Consider five taxa (A, B, C, D, E)
with the following distance matrix. Note that distances involving taxon C are
unusually large:
A | B | C | D | E | |
A | 0 | - | - | - | - |
B | 20 | 0 | - | - | - |
C | 80 | 80 | 0 | - | - |
D | 60 | 60 | 100 | 0 | - |
E | 80 | 80 | 120 | 80 | 0 |
As before, A & B are
closest (20 units): join them
into one cluster (AB) joining at 20, and
recalculate other average distances as before.
(AB) | C | D | E | |
(AB) | 0 | - | - | - |
C | 80 | 0 | - | - |
D | 60 | 100 | 0 | - |
E | 80 | 120 | 80 | 0 |
(AB) & D are
closest (60 units): join them
into one cluster (ABD) joining at 60, and
recalculate the average distances as before.
(ABD) | C | E | |
(ABD) | 0 | - | - |
C | 90 | 0 | - |
E | 80 | 120 | 0 |
E & (ABD) are
closest (80 units): join them
into one cluster (ABDE) joining at 80, and
recalculate the average distance. This gives:
(ABDE) | C | |
(ABDE) | 0 | - |
C | 105 | 0 |
C joins the remaining taxa at 105. This completes the analysis.

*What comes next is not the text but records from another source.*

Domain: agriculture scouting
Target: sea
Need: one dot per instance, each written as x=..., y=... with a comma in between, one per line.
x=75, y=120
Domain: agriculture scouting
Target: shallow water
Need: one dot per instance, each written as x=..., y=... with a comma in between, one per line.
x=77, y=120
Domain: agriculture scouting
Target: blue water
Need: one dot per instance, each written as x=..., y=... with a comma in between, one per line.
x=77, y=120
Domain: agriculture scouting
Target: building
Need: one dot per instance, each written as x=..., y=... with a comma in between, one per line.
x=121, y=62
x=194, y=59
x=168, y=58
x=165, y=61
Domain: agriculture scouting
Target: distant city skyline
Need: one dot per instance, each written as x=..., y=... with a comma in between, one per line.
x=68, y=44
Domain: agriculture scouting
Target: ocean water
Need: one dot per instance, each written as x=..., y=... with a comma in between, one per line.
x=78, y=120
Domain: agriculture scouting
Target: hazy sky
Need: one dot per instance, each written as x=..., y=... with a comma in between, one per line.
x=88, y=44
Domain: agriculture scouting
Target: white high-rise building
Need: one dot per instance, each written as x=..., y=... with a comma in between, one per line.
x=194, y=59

The analysis suggests that C is the least similar, and by implication the most distantly related, taxon to the other four (below, left), if similarity of ABDE estimates their relationship to C. In fact, the evolutionary tree from which the data were derived (below, right) shows that C is most closely related to (AB) [they have the most recent common ancestor], but has evolved at twice the rate of other taxa. The violation of the rate equality assumption of the method is guaranteed to give a wrong answer (below, left).